Они все время над чем-то смеются. Целуются, когда думают, что я не вижу. Цитируют фразы из фильмов, телешоу и журналов. Один из них говорит: «Не пора ли жить дружно?» или «На этот раз Льюис Лэпэм[19]
зашел слишком далеко», и другой начинает хохотать. «Кто такой Льюис Лэпэм? Что забавного в свитере с надписью „Колледж“?» — спрашиваю я, и они пытаются объяснить. Но выходит как в детстве: я слышу слова, но не понимаю смысла.
— Моя очередь, — настаивала Тамсин.
Она села и скрутила волосы узлом на макушке.
— Гм…
Я отвернулась. Вряд ли Тамсин найдет в своей матери хоть что-то неприятное. У миссис Мармер грудь
Но самое замечательное в миссис Мармер то, что ей плевать на детей. В прошлом месяце она на двадцать минут опоздала на школьный мюзикл. Тамсин, сидевшая рядом со мной и поглядывающая на часы на телефоне каждые тридцать секунд, в ужасе глядела, как ее мать входит на цыпочках посреди первого соло Тодда. Рука миссис Мармер была прижата ко рту, резиновые шлепанцы стучали по полу. «Пробки, — беззвучно сообщила она и устроилась рядом с Тамсин. — Прости, детка. Я что-нибудь пропустила?» Моя мама находилась по другую сторону от меня. Я увидела, как она нахмурилась при виде шлепанцев и ярких коралловых ногтей на ногах миссис Мармер. Заметив мой взгляд, она тут же приняла беспечный вид и пожала плечами. «Всякое бывает», — прошептала она, когда Тамсин захлопнула телефон и сжала губы.

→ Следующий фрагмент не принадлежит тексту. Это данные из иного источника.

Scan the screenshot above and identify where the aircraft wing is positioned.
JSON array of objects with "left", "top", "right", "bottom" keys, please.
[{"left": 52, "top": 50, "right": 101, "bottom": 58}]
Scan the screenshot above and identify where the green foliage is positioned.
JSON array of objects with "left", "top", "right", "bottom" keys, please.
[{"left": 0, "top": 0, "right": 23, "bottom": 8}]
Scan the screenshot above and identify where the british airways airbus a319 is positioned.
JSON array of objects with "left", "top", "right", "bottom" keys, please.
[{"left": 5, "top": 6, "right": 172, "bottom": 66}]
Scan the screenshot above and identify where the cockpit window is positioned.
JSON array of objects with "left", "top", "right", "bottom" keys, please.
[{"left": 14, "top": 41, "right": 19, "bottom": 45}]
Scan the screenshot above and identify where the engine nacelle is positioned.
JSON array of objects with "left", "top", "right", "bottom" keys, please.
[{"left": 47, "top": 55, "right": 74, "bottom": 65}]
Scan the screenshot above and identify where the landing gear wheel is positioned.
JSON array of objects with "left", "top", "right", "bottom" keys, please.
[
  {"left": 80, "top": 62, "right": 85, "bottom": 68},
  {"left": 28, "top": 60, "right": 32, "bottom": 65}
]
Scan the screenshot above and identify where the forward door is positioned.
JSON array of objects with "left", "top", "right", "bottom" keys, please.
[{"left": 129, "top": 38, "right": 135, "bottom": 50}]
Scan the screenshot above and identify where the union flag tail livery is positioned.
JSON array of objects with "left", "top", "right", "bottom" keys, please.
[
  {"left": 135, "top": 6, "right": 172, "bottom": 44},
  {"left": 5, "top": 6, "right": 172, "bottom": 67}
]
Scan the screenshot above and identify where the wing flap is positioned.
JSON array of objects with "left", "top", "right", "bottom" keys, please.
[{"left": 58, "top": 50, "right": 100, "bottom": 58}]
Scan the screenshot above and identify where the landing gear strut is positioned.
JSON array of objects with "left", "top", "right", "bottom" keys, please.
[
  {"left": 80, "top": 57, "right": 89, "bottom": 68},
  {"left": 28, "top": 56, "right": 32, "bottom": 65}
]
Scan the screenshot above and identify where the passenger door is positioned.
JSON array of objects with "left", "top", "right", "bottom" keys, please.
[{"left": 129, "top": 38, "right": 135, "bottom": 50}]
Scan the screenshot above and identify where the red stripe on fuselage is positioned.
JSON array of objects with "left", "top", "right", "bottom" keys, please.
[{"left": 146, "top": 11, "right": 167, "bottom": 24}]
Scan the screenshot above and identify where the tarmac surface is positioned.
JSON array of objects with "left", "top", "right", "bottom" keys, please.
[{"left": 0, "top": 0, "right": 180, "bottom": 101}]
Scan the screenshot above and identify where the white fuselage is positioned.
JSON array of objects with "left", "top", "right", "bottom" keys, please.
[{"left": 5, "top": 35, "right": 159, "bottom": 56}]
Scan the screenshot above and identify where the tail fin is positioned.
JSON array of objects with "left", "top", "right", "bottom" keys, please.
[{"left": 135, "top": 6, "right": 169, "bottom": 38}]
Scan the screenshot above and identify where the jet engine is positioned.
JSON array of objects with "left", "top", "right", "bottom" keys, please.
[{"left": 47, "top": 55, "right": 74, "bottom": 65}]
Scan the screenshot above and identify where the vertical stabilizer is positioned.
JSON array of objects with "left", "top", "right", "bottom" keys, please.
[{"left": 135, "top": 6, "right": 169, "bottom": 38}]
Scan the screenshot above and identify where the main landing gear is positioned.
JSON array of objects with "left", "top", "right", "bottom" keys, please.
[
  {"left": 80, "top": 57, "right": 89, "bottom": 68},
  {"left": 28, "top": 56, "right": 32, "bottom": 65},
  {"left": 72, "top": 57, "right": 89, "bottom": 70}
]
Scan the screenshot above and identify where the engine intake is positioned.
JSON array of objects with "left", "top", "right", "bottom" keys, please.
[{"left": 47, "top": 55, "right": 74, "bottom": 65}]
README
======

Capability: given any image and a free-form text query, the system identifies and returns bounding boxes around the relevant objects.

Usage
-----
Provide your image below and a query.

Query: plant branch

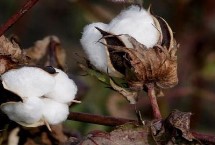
[192,132,215,144]
[146,83,162,120]
[68,112,138,126]
[0,0,39,37]
[68,112,215,144]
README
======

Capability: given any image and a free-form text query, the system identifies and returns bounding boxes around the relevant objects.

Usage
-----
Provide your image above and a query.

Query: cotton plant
[80,6,178,104]
[80,6,160,77]
[1,66,77,127]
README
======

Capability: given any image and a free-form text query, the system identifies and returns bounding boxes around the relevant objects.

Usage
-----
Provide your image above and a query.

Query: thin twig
[192,132,215,144]
[68,112,138,126]
[0,0,39,37]
[147,84,162,120]
[68,112,215,144]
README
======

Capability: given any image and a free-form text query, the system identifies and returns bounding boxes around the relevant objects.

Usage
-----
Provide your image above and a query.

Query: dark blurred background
[0,0,215,134]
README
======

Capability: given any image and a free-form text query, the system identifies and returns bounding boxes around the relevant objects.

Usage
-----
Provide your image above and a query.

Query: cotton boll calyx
[43,98,69,125]
[80,23,122,77]
[108,6,160,48]
[1,67,55,98]
[1,97,44,124]
[44,68,77,104]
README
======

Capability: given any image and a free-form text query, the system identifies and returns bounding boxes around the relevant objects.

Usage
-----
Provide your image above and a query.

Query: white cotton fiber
[1,97,44,124]
[108,6,160,47]
[43,98,69,125]
[80,6,160,77]
[1,67,55,98]
[80,23,107,71]
[44,68,77,103]
[80,23,124,77]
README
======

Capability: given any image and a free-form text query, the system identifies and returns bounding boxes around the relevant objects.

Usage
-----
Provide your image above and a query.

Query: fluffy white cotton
[43,98,69,125]
[1,67,55,98]
[45,68,77,103]
[80,23,107,71]
[80,6,160,77]
[1,97,44,124]
[108,6,160,47]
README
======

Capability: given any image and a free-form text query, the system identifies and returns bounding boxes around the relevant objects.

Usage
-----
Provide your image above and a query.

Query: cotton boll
[108,6,160,47]
[1,97,44,124]
[1,67,55,98]
[45,68,77,103]
[43,98,69,125]
[80,23,121,77]
[80,23,107,70]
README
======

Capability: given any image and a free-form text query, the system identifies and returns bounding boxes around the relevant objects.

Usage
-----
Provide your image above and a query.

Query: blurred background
[0,0,215,143]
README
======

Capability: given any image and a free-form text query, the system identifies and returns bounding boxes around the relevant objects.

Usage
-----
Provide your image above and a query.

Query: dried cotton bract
[81,6,178,104]
[1,66,77,127]
[81,6,159,77]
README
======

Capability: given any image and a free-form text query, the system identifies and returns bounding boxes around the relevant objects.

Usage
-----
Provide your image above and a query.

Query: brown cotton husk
[98,17,178,90]
[110,79,138,104]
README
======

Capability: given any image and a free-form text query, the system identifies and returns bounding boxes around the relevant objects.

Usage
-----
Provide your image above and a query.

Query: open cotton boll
[1,67,55,98]
[80,23,107,71]
[108,6,160,48]
[1,97,44,124]
[80,23,121,77]
[43,98,69,125]
[45,68,77,103]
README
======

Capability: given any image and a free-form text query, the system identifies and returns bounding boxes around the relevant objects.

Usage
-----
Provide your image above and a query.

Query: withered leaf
[80,124,151,145]
[166,110,194,141]
[99,29,178,90]
[110,79,138,104]
[96,27,129,75]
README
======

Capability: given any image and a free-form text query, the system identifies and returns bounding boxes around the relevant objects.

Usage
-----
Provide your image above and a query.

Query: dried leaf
[101,32,178,90]
[166,110,194,141]
[80,124,150,145]
[110,79,138,104]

В жизни так никому не завидовала, как Тодду и Тамсин. Моя мать ни за что бы про меня не забыла. Даже на двадцать минут. Возможно, даже на двадцать секунд. Я для нее важнее всего. Она подвозит меня в школу каждое утро (одноклассники идут пешком или едут на автобусе). Днем, как только прозвенит последний звонок, ее мини-вэн (признанный «Дайджестом потребителей» самой безопасной машиной на рынке) первым забирает меня домой. Если я на плавании или репетиции хора, мать ждет на галерке, в это время она вяжет или печатает на ноутбуке. Моя мать — глава родительского комитета, поэтому ездит с нами на все экскурсии. Она приносит нарезанные фрукты и спортивные напитки на праздники, устраивает вечеринки для актеров после школьных спектаклей и подсовывает мне книги. Что-нибудь про Терабитию или Нарнию, какого-нибудь Филипа Пулмана или Роальда Даля. «Ах, Джой, тебе понравится; в твоем возрасте я его обожала!»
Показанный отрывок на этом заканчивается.